Influence of related genetic polymorphisms to pharmacokinetics and pharmacodynamics of Fluvastatin

Abstract

Abstract: Fluvastatin is the first all chemical synthesis of cholesterol drugs. In the clinical treatment of the application of existing large differences.Muscle toxicity, liver toxicity,rhabdomyolysis is fluvastatin potential adverse reactions. In order to reduce the incidence of adverse reactions, so the lead to fluvastatin individual differences of the big reason has the great significance. This paper reviewes the CYP450 enzyme, drug transport body (OATP1B1, OATP1B3, OATP2B1, ABCG2) to fluvastatin pharmacokinetics characteristics of the influence and pharmacophore (CETP, ApoE) to fluoride polymorphisms of simvastatin pharmacodynamics characteristics influence. So as to ensure that the safety and efficacy of clinical medicine, and achieved the clinical personalized medicine.
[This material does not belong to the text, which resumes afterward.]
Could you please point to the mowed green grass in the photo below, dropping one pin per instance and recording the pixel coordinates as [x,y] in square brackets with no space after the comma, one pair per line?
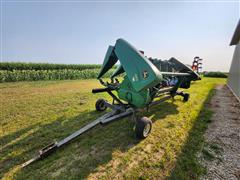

Key words: Fluvastatin, Pharmacokinetics characteristics, Pharmacodynamics characteristics, Gene polymorphism

CLC Number:

R969

LIU Jing, XIONG Yu-qing. Influence of related genetic polymorphisms to pharmacokinetics and pharmacodynamics of Fluvastatin[J]. Chinese Journal of Clinical Pharmacology and Therapeutics, 2012, 17(11): 1282-1288.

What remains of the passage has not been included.